İkisi de farklı disiplinler olduğu için birbirine bulaşmadığını fark ettim. Çizgi roman için kendime bir hafta düşünce payı bırakıyorum. Fikri bulduktan sonra uygulamak için masada vakit geçiriyorum. Ama o ara durumlarda resimlerime göz atabiliyorum. İki aydır duran bir resmim var üzerinde oynama yapabiliyorum. Resim daha yavaş işliyor. Çizgi romanı aradan çıkartmak gerekiyor, belli bir zaman aylık haftalık dergi rutinleri oluyor. Ama resmin öyle bir rutini yok, zamansız bir şey yakalama derdindesin. Farklı disiplinler oldukları için beni heyecanlandırıyor. Yavru kedinin yer alması gibi yaşamsal olayları yapabiliyorsun. Mizahta içselleştirdiğin şeyleri yapamıyorsun. Resimde içselleştirdiğin şeyleri yapabiliyorsun, soyutlayabiliyorsun. 

  • İzahı olmayan şeyin mizahı oluyor mu gerçekten?

Olabilir tabi. Sözsel açıklamada uzun metinler yazmak zorunda kalabileceğin bir şeyi yazısız bir karikatür sana şıp diye anlatabilir ironi yaparak. İroni işin içine katılınca bir sürü şey anlatabilir bize karikatür. Biz zaten yazısız karikatür geleneğinden geliyoruz. Raşit abi bize yazısız karikatürler de çizdirirdi, yazısız karikatür daha değerliydi. Çok daha zor. 

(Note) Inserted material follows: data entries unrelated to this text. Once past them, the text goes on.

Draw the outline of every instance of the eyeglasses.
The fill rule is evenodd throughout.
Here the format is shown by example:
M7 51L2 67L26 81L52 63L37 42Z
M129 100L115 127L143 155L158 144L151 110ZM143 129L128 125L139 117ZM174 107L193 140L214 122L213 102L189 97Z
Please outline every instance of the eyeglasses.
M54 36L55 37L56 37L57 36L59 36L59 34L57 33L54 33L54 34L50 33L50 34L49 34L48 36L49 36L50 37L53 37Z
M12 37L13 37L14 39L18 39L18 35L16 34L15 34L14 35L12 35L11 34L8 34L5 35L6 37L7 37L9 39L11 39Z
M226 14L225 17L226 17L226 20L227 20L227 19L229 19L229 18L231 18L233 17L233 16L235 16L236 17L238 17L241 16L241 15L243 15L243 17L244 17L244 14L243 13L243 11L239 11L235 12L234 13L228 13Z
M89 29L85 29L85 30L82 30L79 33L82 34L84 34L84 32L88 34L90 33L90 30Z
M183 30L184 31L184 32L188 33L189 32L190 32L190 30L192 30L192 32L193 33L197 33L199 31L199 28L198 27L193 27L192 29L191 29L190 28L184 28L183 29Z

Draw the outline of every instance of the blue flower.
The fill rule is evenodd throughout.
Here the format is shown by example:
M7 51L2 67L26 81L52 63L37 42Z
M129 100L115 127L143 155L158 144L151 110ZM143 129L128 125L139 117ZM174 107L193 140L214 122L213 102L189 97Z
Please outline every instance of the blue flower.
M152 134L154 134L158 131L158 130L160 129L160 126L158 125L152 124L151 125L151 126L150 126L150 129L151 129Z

  • İroni kullanmayı seviyor musunuz?

Seviyorum, resimlerimde yapmaya çalışıyorum aslında. Bir sürü gönderme barındırıyor olabilir resimlerim. Karikatürde göndermeleri tane tane balonlarla anlatıyoruz. Resimde öyle bir şey yok. Yalnızca resimlerle baş başa bırakıyoruz. İncelemeye başladığında o kendi detaylarını görüyor. Eminim resme herkes farklı gözlerle bakıyordur. 

“BAŞBAKAN ELEŞTİRİLEBİLİYORDU”

  • Ülkenin politik iklimi çizerleri ve çizgileri nasıl etkiledi?

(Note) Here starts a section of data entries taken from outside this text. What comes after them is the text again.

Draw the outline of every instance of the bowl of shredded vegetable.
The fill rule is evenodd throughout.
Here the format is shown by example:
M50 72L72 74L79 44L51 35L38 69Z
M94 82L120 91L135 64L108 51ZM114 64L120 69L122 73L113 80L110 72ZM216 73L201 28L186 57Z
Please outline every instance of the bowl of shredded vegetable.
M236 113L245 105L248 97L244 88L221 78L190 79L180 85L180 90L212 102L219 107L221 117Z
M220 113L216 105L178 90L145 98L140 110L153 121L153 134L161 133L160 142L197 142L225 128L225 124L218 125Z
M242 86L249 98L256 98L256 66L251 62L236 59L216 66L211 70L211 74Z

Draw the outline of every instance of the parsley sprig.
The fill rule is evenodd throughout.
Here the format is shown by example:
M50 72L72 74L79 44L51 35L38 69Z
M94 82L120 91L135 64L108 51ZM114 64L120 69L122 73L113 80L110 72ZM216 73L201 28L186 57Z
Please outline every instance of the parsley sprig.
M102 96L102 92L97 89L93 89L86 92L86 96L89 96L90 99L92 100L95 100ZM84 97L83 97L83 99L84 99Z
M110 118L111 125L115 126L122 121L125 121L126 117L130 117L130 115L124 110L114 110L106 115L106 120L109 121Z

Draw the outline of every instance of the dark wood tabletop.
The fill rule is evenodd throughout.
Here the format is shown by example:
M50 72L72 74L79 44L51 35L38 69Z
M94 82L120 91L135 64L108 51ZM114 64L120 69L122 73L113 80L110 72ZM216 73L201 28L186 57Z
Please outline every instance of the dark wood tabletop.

Mizah dergileri eskiden daha çok gazete gibiydi. Mizah dergilerinin kapak, ikinci ve üçüncü sayfaları gazete haberleri üzerine karikatürler siyasi karikatürlerle dolu olurdu. Parti başkanları çizilebiliyordu, başbakan eleştirilebiliyordu. Eskiden mesela Turgut Özal, Süleyman Demirel çokça çizilmiştir mizah dergilerinde. Şimdi o tür mizah yapılamıyor ya da sakıncalı gibi görülebiliyor. Eskiden karikatürlerde ‘Enflasyon Canavarı’, ‘Zam Kazığı’ vardı. Onlar çizilmiyor, arada zamanı geldi diye düşünüyorsun, mizah dergilerinde enflasyon canavarı resmedilebilir hala. 

  • Kadıköy Belediyesi Karikatür Evi’yle nasıl tanıştınız? 

Karikatür Evi’nden ders teklifi aldım. Espri nasıl bulunur, bir karikatür nasıl çizilir gibi ders yapmıştım. Yetişkinler de katılmıştı, farklı yaş gruplarından insanlar geldi. Güzel bir atölye yaptık onun sonucunda herkes karikatür çizdi. Hatta bant karikatür çizdi, çizgi romana yakın çok kareli çizebildiler. Burada dergide yayınlanacak kalitede işler çıkıyor. 

  • Sizin için Kadıköy nasıl bir yer?

Çok güzel, çok eğlenceli. Yoğurtçu Parkı’nda yapılan Kadıköy Çizgi Festivali harika geçiyor. Berlin’e taşınmış arkadaşlarımız bile o festival için gelip standını açıyor. Çok güzel ve Kadıköy’e özgü bir şey, bence başka belediyeler de örnek teşkil ediyor.